PLASTICA › BOLTANSKI EN LA BIENAL VENECIANA
› Por Fabián Lebenglik
Tuve la oportunidad de visitar la última Bienal de Venecia, en la que la obra de Christian Boltanski en el pabellón francés era una de las más visitadas y comentadas por el público y la crítica. Allí la memoria –una memoria histórica y ética– se combinaba con la variable imponderable del azar, generando una reflexión más ambiciosa y una metáfora más abierta a la interpretación del espectador.
La gigantesca instalación se titulaba Chance y explotaba todos los sentidos, literales y metafóricos, del término inglés: azar, posibilidad, suerte, accidente, probabilidad, casualidad; lo impredecible, etc.

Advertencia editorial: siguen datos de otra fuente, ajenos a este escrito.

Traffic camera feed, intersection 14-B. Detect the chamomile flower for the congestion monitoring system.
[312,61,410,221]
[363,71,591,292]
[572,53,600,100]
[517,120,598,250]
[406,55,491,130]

Al revés que otros países, que restringían la entrada a unos pocos visitantes por vez y obligaban a hacer largas colas (como el caso de Gran Bretaña o Estados Unidos), el pabellón francés dejaba siempre la puerta abierta y permitía ver el corazón de la propuesta de Boltanski desde afuera, desde lejos. Pero para apreciarla en todas sus dimensiones y sensaciones, la obra debía ser recorrida, tal como sucede ahora, en el Hotel de Inmigrantes. La exposición veneciana se desarrollaba en cuatro salas: un enorme recinto central en el que una gran estructura tubular dominaba todo el espacio. Allí, en el interior de esa estructura compleja, a través de sistemas electromecánicos, corría una gran película (al modo de una sucesión de fotogramas de gran tamaño) con la imagen de un bebé. Entre los tubos se deslizaba en sinfín esa película, como si hubiésemos estado en el interior de un aparato proyector de cine. El ruido era muy fuerte y funcionaba como banda de sonido: machacona, fabril, mecánica y repetitiva. Hasta que en un momento se detenía. Y luego recomenzaba.
Al fondo, otra sala, más pequeña proyectaba a gran velocidad caras facetadas, dividas al modo de un identikit. Caras de bebés se superponían con caras adultas, de vivos y muertos. En la entrada había un botón para que el visitante detuviera la progresión y quedara conformada una cara por la secuencia azarosa de las fotos. En las salas laterales había dos enormes contadores digitales que marcaban –tal vez– el paso demoledor del tiempo (Foto: detalle de la muestra en el Hotel de Inmigrantes).